In that regard, Cambodia appreciated the commitment of the G-20 made in Pittsburgh to “bring the Doha Round to a successful conclusion in 2010”. At the same time, the Monterrey Consensus should be invigorated in order to help developing countries alleviate poverty and meet the Millennium Development Goals, he stressed.
Turning to climate change, which he described as another “serious threat to humanity”, the Cambodian Deputy Prime Minister noted that global warming had triggered more and more frequent cyclones, typhoons, extreme floods and droughts. The worsening impact of climate change had now reached an alarming level everywhere around the planet. According to the Asian Development Bank, South-East Asia would be the most affected region because of its geography of low-lying nations and long coastlines.
He said that, as far as Cambodia was concerned, being an essentially agrarian country with more than 80 per cent of its population whose livelihood depended on farming, the country was extremely vulnerable to weather-related calamities. Fully aware of vulnerability in that regard, the country had been assuming its share of responsibility towards global warming since 2003, and had made its utmost efforts to implement the United Nations Framework Convention on Climate Change and the Kyoto Protocol by promoting Clean Development Mechanism projects, as well as implementing the national adaptation programme of action on climate change.
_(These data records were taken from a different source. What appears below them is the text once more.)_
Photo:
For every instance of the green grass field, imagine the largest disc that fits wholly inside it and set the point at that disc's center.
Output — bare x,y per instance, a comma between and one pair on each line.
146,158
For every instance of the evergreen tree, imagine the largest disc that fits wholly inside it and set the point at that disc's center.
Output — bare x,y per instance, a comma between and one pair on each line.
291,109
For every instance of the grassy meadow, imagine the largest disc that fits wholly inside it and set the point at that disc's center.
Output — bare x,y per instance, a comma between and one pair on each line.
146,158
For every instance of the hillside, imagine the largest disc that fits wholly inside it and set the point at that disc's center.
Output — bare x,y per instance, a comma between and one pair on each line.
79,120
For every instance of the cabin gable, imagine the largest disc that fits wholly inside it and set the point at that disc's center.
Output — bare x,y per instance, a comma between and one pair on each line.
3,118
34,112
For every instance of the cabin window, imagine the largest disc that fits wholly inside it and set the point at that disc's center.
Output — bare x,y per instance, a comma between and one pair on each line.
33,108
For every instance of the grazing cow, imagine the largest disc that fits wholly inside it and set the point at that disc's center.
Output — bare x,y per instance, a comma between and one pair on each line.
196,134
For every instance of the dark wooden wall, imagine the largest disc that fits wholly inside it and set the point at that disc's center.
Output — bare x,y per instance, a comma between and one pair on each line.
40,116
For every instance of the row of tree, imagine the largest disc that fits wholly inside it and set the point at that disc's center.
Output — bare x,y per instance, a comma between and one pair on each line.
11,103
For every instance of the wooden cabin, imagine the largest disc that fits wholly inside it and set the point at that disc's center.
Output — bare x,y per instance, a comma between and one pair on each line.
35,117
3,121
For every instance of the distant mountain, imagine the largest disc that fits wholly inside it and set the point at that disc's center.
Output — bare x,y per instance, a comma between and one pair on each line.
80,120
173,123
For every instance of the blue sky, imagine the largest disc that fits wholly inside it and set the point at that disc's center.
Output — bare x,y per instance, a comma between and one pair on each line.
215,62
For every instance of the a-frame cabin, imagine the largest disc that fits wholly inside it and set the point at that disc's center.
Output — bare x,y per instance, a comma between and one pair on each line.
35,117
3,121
It had also launched a reforestation campaign. At the same time, while he commended recent promises by the G-8, he questioned whether such pledges could match the speed of global warming.
Parallel to all those serious global challenges facing the world today, there were still political and security problems of great concern, he pointed out. Terrorism had been threatening everywhere, causing deaths among the innocent. To fight terrorism more effectively, greater and closer cooperation was needed among the many authorities concerned in order to face up to those criminal activities against humanity. At the same time, he noted that there were countries that had the capacity to produce nuclear weapons that had not yet signed the Treaty on the Non-Proliferation of Nuclear Weapons. The dissemination of weapons of mass destruction constituted another massive deadly menace to humanity.
He also supported United Nations reform, which he said needed to go beyond just the restructuring of the Organization’s organs, in order to enable the world body to engage itself more actively to revitalizing its primary role in world affairs.